I had to use a search algorithm, but linear search was inefficient. I wanted my search algorithm to run as fast as it can, so I sorted my input data properly. I used merge sort for this cause. I chose merge sort because it is an in-place sort algorithm (does increase space complexity) and running time is O(nlogn). While searching for election data of every city or region I used binary search algorithm. Running time of it is worst case O(logn) and space complexity is O(1). For my algorithm it has running time of O(nlogn) + O(4*logn). And it is multiplied by number of regions.
This solution did effect running time. It decreased from ~1600ms to ~1000ms. But I knew the election result data was nearly sorted. I was spending too much time while sorting it. I again did binary search, but this time the chance of not finding increased. So, the algorithm continues as: If not found search linearly in the array. My new time complexity in worst case is O(4*logn) + O(n). And it is multiplied by number of regions. And running time decreased to ~800ms.
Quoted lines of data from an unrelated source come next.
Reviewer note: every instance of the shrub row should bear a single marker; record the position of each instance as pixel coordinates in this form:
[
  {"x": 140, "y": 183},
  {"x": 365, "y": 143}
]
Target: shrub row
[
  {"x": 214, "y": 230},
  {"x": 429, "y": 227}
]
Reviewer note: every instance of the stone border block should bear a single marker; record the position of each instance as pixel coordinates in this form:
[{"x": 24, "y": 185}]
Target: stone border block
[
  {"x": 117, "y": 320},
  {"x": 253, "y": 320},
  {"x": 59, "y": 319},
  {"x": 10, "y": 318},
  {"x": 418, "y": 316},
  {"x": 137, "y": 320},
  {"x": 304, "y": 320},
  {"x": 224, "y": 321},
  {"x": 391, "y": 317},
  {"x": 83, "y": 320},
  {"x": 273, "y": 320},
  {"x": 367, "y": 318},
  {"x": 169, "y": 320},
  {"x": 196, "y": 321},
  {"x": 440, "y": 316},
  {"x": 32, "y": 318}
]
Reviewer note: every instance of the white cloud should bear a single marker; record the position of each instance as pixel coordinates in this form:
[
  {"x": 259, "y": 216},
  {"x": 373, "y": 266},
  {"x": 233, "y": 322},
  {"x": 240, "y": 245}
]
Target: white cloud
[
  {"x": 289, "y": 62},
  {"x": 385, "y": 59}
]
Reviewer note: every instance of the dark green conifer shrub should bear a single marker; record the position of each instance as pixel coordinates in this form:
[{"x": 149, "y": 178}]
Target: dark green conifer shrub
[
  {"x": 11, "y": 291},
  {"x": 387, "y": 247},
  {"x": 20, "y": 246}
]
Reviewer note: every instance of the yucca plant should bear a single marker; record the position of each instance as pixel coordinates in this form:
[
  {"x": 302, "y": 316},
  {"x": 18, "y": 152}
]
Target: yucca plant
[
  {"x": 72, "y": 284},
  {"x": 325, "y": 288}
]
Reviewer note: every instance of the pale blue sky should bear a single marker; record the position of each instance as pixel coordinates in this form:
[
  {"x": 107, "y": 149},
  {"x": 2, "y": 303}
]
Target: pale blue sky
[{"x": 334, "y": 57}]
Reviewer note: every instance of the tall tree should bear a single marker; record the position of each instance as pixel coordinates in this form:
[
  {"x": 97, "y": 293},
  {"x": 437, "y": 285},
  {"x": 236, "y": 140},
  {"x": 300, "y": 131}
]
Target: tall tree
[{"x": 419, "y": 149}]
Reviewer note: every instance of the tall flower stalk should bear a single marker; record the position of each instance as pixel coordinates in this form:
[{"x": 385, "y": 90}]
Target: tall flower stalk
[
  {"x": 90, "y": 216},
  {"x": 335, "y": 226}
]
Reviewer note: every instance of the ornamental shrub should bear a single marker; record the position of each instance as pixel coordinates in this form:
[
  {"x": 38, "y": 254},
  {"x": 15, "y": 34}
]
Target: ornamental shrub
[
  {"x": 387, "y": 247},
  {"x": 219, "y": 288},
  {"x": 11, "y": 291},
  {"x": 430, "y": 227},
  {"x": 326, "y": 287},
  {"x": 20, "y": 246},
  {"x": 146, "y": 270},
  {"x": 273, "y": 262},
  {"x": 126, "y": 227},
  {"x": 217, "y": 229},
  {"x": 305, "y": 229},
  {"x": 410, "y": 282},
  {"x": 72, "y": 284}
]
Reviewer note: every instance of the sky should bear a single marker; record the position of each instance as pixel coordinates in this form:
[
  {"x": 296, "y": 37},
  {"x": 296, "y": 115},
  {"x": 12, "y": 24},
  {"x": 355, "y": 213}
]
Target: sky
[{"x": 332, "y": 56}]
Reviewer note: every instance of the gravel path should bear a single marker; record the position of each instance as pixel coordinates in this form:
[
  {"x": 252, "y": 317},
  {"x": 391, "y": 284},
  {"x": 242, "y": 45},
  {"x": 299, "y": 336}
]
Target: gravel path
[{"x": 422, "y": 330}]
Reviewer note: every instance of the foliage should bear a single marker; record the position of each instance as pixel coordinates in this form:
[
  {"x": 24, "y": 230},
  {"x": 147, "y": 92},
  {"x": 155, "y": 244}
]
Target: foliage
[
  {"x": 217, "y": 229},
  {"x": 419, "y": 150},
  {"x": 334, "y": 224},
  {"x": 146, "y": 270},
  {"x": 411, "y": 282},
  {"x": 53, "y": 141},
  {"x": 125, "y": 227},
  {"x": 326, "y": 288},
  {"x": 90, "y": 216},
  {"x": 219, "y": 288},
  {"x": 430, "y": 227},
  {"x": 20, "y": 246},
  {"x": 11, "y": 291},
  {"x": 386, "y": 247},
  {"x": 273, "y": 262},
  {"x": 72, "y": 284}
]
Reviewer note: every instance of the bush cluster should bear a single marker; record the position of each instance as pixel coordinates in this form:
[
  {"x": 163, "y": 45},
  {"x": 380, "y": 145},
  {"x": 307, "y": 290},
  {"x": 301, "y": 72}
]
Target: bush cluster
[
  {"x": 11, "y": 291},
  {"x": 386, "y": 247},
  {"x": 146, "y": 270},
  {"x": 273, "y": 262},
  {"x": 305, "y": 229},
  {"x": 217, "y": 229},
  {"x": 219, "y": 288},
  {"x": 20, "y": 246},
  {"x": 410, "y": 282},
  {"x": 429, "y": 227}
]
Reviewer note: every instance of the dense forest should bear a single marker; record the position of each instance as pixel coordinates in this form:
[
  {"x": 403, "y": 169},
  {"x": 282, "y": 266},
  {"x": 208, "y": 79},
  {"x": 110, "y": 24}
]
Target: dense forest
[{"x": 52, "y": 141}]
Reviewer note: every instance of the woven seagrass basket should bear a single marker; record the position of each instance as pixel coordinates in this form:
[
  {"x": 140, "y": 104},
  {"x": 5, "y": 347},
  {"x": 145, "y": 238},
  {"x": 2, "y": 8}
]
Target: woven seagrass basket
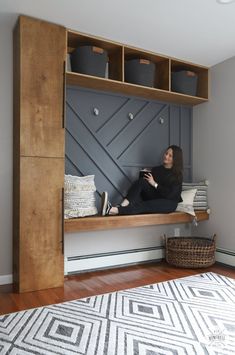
[{"x": 190, "y": 252}]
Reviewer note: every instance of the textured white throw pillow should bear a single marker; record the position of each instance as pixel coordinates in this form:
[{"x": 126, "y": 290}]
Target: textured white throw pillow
[
  {"x": 187, "y": 204},
  {"x": 79, "y": 196}
]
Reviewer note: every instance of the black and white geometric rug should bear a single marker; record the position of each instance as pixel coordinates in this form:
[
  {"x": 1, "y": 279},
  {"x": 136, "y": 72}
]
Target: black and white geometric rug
[{"x": 191, "y": 315}]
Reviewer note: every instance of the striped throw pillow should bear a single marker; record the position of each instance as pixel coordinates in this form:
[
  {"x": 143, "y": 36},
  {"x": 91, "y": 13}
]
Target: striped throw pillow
[{"x": 200, "y": 201}]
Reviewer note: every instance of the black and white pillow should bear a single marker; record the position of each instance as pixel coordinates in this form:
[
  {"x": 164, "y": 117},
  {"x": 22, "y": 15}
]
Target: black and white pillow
[{"x": 79, "y": 196}]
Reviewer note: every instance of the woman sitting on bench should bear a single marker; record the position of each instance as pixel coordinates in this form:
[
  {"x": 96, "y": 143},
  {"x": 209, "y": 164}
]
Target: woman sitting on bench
[{"x": 158, "y": 191}]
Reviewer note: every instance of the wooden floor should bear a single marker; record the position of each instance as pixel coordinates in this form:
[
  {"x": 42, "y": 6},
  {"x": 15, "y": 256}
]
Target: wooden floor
[{"x": 94, "y": 283}]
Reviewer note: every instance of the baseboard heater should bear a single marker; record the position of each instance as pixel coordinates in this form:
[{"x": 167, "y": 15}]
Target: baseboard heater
[{"x": 77, "y": 264}]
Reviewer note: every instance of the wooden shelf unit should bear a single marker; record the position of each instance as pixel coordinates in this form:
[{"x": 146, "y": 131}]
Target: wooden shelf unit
[
  {"x": 113, "y": 222},
  {"x": 202, "y": 72},
  {"x": 115, "y": 82}
]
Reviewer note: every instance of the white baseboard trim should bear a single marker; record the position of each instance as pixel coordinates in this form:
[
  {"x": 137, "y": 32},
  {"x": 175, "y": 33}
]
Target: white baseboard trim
[
  {"x": 226, "y": 257},
  {"x": 6, "y": 279},
  {"x": 114, "y": 259}
]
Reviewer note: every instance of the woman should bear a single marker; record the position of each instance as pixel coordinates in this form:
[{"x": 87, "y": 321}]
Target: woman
[{"x": 159, "y": 191}]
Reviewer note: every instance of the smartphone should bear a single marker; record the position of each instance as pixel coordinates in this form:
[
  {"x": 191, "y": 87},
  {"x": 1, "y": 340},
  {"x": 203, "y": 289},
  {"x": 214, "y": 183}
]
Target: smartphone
[{"x": 143, "y": 172}]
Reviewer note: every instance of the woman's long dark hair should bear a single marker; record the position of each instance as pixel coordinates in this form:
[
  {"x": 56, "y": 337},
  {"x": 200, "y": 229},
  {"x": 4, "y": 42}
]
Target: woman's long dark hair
[{"x": 177, "y": 162}]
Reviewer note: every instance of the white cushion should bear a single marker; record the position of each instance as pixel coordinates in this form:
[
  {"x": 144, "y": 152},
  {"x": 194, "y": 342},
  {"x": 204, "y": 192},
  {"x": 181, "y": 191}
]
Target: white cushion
[
  {"x": 187, "y": 204},
  {"x": 79, "y": 196}
]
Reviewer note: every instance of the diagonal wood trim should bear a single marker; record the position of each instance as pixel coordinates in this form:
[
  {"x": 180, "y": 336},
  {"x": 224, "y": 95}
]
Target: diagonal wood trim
[{"x": 112, "y": 222}]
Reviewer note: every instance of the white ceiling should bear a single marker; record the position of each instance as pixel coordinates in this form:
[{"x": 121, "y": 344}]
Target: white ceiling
[{"x": 200, "y": 31}]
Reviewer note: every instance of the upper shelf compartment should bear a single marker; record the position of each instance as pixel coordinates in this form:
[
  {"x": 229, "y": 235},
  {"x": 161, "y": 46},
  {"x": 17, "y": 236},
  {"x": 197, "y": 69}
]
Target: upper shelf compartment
[
  {"x": 115, "y": 77},
  {"x": 189, "y": 73}
]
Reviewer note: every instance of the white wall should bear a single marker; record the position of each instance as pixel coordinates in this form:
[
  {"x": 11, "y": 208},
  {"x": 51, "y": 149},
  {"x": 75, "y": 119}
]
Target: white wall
[
  {"x": 213, "y": 155},
  {"x": 76, "y": 244}
]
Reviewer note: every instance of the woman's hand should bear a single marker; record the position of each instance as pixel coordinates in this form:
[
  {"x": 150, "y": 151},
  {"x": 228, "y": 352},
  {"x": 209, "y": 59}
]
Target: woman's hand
[{"x": 149, "y": 178}]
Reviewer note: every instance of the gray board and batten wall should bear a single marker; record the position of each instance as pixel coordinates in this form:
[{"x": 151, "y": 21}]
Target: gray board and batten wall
[{"x": 113, "y": 136}]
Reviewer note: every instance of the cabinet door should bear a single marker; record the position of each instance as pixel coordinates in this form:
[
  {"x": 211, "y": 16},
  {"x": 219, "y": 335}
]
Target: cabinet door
[
  {"x": 42, "y": 57},
  {"x": 41, "y": 263}
]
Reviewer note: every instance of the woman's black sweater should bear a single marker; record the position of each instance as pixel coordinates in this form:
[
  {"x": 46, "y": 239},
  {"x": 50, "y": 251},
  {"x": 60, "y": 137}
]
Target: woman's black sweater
[{"x": 169, "y": 186}]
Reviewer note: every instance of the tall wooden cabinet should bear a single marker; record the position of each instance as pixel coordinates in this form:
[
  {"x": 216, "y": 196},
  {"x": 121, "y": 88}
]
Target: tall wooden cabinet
[{"x": 39, "y": 57}]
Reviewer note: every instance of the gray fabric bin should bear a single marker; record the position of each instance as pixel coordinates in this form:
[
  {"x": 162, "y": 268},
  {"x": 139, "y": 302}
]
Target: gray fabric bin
[
  {"x": 140, "y": 72},
  {"x": 89, "y": 60},
  {"x": 185, "y": 82}
]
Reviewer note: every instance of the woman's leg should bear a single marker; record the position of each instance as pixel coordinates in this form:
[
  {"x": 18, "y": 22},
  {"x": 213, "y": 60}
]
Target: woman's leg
[
  {"x": 139, "y": 191},
  {"x": 150, "y": 206}
]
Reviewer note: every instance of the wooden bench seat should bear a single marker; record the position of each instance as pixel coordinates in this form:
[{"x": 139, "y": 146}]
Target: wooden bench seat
[{"x": 114, "y": 222}]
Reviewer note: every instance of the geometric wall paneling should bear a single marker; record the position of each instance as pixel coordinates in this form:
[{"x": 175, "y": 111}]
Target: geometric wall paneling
[{"x": 112, "y": 136}]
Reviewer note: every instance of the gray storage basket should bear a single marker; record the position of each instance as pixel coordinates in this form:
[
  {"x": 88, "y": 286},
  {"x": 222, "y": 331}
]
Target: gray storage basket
[
  {"x": 184, "y": 82},
  {"x": 140, "y": 72},
  {"x": 190, "y": 252}
]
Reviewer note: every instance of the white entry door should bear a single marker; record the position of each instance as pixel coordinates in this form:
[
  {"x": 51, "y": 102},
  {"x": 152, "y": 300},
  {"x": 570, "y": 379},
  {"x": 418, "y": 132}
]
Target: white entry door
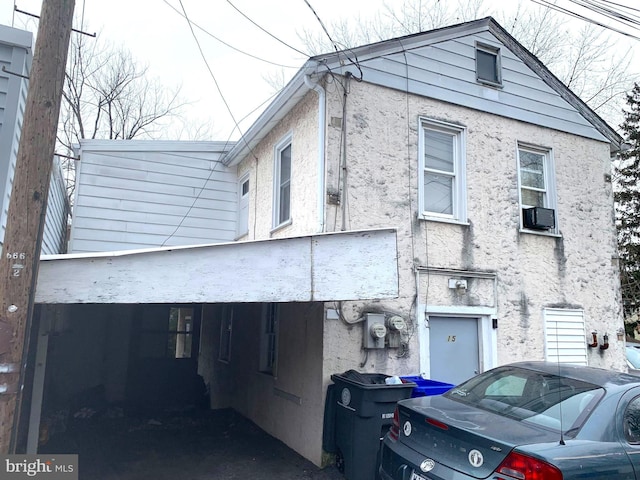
[{"x": 453, "y": 349}]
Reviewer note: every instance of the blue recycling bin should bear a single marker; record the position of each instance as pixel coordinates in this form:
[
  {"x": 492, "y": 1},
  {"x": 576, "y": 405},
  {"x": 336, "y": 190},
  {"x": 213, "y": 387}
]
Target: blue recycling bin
[{"x": 425, "y": 387}]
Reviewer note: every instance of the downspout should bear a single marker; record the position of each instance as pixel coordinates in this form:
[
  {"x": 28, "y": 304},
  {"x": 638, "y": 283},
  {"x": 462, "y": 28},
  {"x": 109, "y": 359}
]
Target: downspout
[{"x": 322, "y": 122}]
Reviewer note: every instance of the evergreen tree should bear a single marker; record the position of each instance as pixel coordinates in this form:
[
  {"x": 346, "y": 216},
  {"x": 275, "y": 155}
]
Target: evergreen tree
[{"x": 627, "y": 197}]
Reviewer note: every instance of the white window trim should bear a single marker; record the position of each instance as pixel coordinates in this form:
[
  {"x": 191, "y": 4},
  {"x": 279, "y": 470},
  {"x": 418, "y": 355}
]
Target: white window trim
[
  {"x": 459, "y": 194},
  {"x": 242, "y": 230},
  {"x": 550, "y": 183},
  {"x": 279, "y": 147},
  {"x": 493, "y": 51}
]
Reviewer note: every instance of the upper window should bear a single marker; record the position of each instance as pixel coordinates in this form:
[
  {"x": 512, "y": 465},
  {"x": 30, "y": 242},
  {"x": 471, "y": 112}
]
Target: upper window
[
  {"x": 537, "y": 188},
  {"x": 243, "y": 206},
  {"x": 442, "y": 184},
  {"x": 282, "y": 183},
  {"x": 488, "y": 64}
]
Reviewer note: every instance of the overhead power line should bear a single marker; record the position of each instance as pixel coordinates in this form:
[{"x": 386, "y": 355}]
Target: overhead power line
[
  {"x": 554, "y": 6},
  {"x": 206, "y": 32},
  {"x": 266, "y": 31}
]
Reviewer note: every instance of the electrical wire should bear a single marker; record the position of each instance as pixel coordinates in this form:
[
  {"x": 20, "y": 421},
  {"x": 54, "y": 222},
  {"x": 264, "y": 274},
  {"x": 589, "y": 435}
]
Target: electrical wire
[
  {"x": 215, "y": 81},
  {"x": 335, "y": 47},
  {"x": 267, "y": 32},
  {"x": 206, "y": 32},
  {"x": 553, "y": 6}
]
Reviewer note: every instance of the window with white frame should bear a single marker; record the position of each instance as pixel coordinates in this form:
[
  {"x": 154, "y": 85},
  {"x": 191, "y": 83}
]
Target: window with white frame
[
  {"x": 282, "y": 183},
  {"x": 442, "y": 163},
  {"x": 269, "y": 339},
  {"x": 537, "y": 185},
  {"x": 488, "y": 64},
  {"x": 243, "y": 206}
]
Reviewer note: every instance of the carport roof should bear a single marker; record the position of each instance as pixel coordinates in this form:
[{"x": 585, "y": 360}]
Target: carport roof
[{"x": 351, "y": 265}]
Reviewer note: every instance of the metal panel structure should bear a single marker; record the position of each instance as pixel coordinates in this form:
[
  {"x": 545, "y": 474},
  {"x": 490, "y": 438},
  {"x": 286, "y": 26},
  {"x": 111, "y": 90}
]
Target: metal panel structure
[
  {"x": 565, "y": 336},
  {"x": 323, "y": 267},
  {"x": 142, "y": 194}
]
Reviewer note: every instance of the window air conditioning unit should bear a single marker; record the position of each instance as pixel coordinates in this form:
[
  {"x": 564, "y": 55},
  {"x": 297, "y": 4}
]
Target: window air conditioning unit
[{"x": 538, "y": 218}]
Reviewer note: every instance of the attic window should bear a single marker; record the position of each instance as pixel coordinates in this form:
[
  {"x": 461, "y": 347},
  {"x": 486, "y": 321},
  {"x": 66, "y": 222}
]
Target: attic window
[{"x": 488, "y": 65}]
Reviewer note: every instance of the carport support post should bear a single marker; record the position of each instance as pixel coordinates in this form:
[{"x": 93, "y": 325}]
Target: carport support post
[{"x": 27, "y": 208}]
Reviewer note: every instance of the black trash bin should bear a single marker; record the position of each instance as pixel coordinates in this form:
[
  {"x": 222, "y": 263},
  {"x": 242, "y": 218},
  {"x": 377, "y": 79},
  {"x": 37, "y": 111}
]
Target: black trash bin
[{"x": 358, "y": 414}]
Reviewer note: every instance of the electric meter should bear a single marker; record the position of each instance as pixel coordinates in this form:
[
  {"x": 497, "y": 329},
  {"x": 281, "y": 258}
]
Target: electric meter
[{"x": 396, "y": 323}]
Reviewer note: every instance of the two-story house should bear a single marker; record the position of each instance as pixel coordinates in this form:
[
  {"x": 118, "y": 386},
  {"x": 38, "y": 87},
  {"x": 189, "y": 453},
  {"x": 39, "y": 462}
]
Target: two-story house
[{"x": 438, "y": 203}]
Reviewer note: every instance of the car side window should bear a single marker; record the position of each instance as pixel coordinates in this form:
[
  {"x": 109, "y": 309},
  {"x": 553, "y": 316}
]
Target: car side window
[
  {"x": 632, "y": 421},
  {"x": 511, "y": 385}
]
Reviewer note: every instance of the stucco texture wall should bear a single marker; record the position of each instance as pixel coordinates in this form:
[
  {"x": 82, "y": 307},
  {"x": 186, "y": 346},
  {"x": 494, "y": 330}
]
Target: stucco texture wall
[
  {"x": 287, "y": 405},
  {"x": 575, "y": 269}
]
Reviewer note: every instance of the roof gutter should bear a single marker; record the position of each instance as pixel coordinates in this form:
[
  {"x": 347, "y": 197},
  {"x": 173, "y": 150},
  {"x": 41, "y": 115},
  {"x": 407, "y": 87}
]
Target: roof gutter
[{"x": 322, "y": 123}]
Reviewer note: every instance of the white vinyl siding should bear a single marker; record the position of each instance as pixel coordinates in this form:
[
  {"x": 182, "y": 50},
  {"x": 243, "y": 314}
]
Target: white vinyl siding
[
  {"x": 565, "y": 336},
  {"x": 446, "y": 70},
  {"x": 140, "y": 194},
  {"x": 54, "y": 237},
  {"x": 15, "y": 56},
  {"x": 442, "y": 164}
]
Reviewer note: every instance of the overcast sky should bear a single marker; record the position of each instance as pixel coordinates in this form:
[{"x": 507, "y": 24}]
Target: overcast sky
[{"x": 159, "y": 37}]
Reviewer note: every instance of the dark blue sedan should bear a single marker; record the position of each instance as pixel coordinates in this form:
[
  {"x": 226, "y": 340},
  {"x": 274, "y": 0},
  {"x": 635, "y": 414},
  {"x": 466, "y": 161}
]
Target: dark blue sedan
[{"x": 524, "y": 421}]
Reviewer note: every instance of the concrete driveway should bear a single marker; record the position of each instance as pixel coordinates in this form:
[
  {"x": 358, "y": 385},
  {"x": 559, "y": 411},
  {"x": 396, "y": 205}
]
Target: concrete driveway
[{"x": 188, "y": 445}]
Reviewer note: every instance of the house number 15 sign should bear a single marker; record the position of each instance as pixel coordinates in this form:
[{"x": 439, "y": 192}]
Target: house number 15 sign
[{"x": 18, "y": 262}]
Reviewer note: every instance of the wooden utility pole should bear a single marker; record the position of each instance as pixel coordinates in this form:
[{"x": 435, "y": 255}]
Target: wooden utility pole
[{"x": 27, "y": 208}]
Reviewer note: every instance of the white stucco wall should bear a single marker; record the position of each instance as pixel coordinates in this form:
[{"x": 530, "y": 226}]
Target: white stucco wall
[
  {"x": 576, "y": 269},
  {"x": 514, "y": 275}
]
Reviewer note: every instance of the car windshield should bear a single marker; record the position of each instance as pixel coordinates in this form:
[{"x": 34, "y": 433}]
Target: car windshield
[
  {"x": 633, "y": 356},
  {"x": 551, "y": 401}
]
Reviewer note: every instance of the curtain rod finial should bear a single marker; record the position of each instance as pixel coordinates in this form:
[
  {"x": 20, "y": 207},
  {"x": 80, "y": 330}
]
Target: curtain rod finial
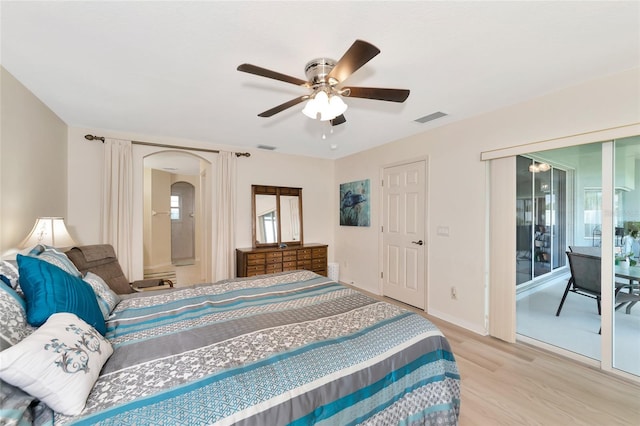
[{"x": 92, "y": 137}]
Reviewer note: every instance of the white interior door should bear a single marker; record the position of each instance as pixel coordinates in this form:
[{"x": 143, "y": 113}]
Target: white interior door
[{"x": 403, "y": 233}]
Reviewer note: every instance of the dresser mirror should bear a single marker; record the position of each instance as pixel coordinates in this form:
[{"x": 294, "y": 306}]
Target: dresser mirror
[{"x": 277, "y": 215}]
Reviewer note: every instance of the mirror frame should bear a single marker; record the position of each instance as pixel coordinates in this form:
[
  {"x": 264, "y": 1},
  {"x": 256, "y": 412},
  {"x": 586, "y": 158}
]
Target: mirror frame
[{"x": 277, "y": 191}]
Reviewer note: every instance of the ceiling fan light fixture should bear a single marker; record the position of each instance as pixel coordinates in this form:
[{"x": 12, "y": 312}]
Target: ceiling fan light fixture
[{"x": 327, "y": 107}]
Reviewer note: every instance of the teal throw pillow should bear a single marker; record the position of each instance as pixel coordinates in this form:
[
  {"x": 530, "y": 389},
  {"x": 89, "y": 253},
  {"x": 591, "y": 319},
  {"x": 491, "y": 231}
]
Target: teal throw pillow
[{"x": 49, "y": 289}]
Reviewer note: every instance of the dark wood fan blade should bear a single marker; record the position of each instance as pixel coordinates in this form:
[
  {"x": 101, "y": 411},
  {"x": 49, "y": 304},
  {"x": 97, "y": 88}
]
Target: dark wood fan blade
[
  {"x": 392, "y": 95},
  {"x": 338, "y": 120},
  {"x": 263, "y": 72},
  {"x": 283, "y": 106},
  {"x": 358, "y": 54}
]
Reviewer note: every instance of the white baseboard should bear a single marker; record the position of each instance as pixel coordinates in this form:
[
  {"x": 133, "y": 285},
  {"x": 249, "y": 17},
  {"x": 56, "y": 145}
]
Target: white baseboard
[{"x": 456, "y": 321}]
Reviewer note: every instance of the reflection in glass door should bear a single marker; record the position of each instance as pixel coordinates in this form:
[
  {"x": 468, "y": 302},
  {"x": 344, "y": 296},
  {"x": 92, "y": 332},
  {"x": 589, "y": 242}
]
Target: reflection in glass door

I wanted to show both my algorithms. So, the last solution is coded in Purple.java and the other is in RedBlue.java.
For some extra credit I implemented a GUI interaction to show information of clicked sub region. I briefly explained it before, now I will analyze it. Whenever user clicks on a sub region, the program shows information of the specific sub region. Information consists name, state which it is in and election results. Implementation: Whenever the program receives the election results. It saves it in a Hash Map with its shape on the map. (Key = GPolygon, Value=Information). Information is stored as ElectionData(String name, String republicanVotes, String democratVotes, String otherVotes, Sting state) object. I did not focus on the optimization of this part, because it does effect running time of the whole program. It only creates a minimal delay between click and display and it is not even visible. Because of these reasons I chose Hash Map to store these values. According to my research, hashMap.get(key) function runs with worst case O(n). And in my opinion, it is good. Even binary search I implemented is working with worst case O(logn). Also, this search is per click of user in maximum number of elements 3206 according to our data. Possibly I could use a AVL tree instead of Hash Map to increase performance. But as I said it is not needed.
This assignment was considerable easy for this course. But this easiness left me more time to think about how to improve it. The hardest part was optimizing process of finding appropriate election result data in the input list. I three different algorithm designs to have a better solution. The most important thing I learned while doing this assignment is in some cases expected running time can be more important than the worst case of an algorithm. The running time does not only depend on algorithm design but also on the type and structure of the input your algorithm is working on. Knowledge I learned in learned in class COMP446 helped me a lot in this assignment especially while implementing search and sort algorithms. While designing my algorithm I already knew how will it result with what time and space complexity.